Dès lors, il y a lieu de constater que les sommes perçues par Mme [D] [O] au titre de l’Allocation de Retour à l’Emploi durant la période visée ont été indûment perçues de sorte qu’elle sera condamnée à rembourser à [5] la somme de 745,10 € avec intérêts au taux légal à compter du 26 juillet 2024, date de la signification de la contrainte.
Cette somme de 745,10 euros sera remboursée par Mme [D] [O] à raison de 20 mensualités, selon les modalités précisées dans le dispositif.
Sur les demandes accessoires,
L’article 700 du Code de procédure Civile dispose que dans toutes les instances, le juge condamne la partie tenue aux dépens, ou à défaut, la partie perdante à payer à l’autre partie la somme qu’il détermine au titre des frais exposés et non compris dans les dépens. Le juge tient compte de l’équité ou de la situation économique de la partie condamnée. Il peut, même d’office, pour des raisons tirées de ces mêmes considérations, dire qu’il n’y a pas lieu à condamnation.
Les circonstances de l’espèce commandent de condamner Mme [D] [O] à payer à [5] la somme de 150,00 € au titre de l’article 700 du Code de Procédure Civile.

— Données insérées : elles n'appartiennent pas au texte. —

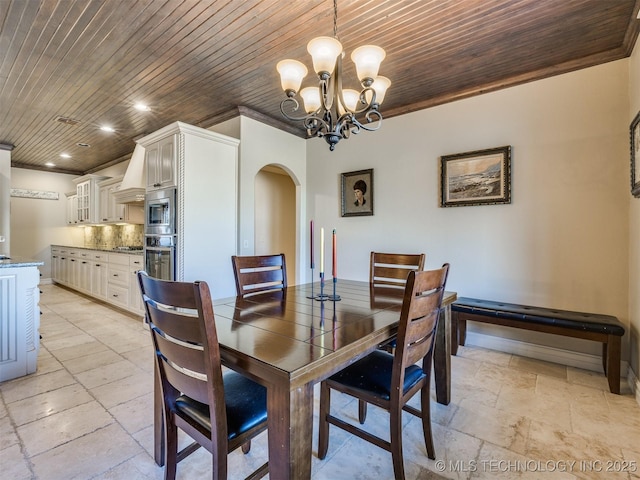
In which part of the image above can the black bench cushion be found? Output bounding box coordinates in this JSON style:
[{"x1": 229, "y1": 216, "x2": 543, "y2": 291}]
[{"x1": 451, "y1": 297, "x2": 624, "y2": 336}]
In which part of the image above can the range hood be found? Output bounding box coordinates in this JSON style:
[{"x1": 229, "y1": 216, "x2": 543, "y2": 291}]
[{"x1": 113, "y1": 143, "x2": 147, "y2": 205}]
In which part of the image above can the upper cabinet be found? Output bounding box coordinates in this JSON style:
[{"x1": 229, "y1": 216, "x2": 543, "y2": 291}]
[
  {"x1": 66, "y1": 192, "x2": 78, "y2": 225},
  {"x1": 145, "y1": 134, "x2": 177, "y2": 191},
  {"x1": 73, "y1": 175, "x2": 108, "y2": 224},
  {"x1": 98, "y1": 177, "x2": 144, "y2": 224},
  {"x1": 136, "y1": 122, "x2": 240, "y2": 298}
]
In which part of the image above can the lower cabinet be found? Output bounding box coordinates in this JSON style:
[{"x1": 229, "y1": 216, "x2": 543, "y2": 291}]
[{"x1": 51, "y1": 246, "x2": 144, "y2": 315}]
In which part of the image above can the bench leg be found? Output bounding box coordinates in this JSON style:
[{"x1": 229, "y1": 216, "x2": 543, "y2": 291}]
[
  {"x1": 458, "y1": 315, "x2": 467, "y2": 347},
  {"x1": 602, "y1": 335, "x2": 622, "y2": 395},
  {"x1": 451, "y1": 311, "x2": 458, "y2": 355}
]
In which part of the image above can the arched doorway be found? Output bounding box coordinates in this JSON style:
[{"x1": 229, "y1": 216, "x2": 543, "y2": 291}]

L’article 696 du Code de Procédure Civile dispose que la partie qui succombe est condamnée aux dépens, à moins que le juge, par décision motivée, n’en mette la totalité ou une fraction à la charge d’une autre partie. Il convient de condamner Mme [D] [O] aux entiers dépens de l’instance.
PAR CES MOTIFS
Le Tribunal, statuant publiquement, en dernier ressort, par jugement contradictoire et par mise à disposition au greffe :
DECLARE recevable la contrainte délivrée par [5] le 22 juillet 2024 et signifiée à Mme [D] [O] le 26 juillet 2025 ;
DECLARE recevable l’opposition à contrainte formée par Mme [D] [O] le 31 juillet 2024 et enregistrée au greffe du Tribunal le 2 août 2025 ;
VALIDE la contrainte UN 322407168 émise par [5] le 22 juillet 2024 à l’encontre de Mme [D] [O] pour un montant restant dû de 745,10 euros ;
CONDAMNE Mme [D] [O] à payer à [5] la somme de 745,10 € avec intérêts au taux légal à compter du 26 juillet 2024, date de la signification de la contrainte ;
Accorde à Mme [D] la possibilité de s’acquitter de cette dette sur une durée totale de 20 mois en DIX NEUF versements de 40,00 € chacun, le solde de la créance en capital et intérêts étant réglé lors de la vingtième échéance ;Dit que les mensualités seront exigibles au plus tard le 10 de chaque mois, et pour la première fois le 10 du mois suivant la signification du présent jugement ;Dit qu’à défaut de paiement d’une seule mensualité à son échéance le solde de la dette sera immédiatement exigible.
CONDAMNE Mme [D] [O] à payer à [5] la somme de 150,00 € au titre de l’article 700 du Code de Procédure Civile ;
REJETTE le surplus des demandes des parties plus amples ou contraires ;
CONDAMNE Mme [D] aux entiers dépens de l’instance.
Le présent jugement est signé par le Greffier et le Magistrat présents lors du prononcé.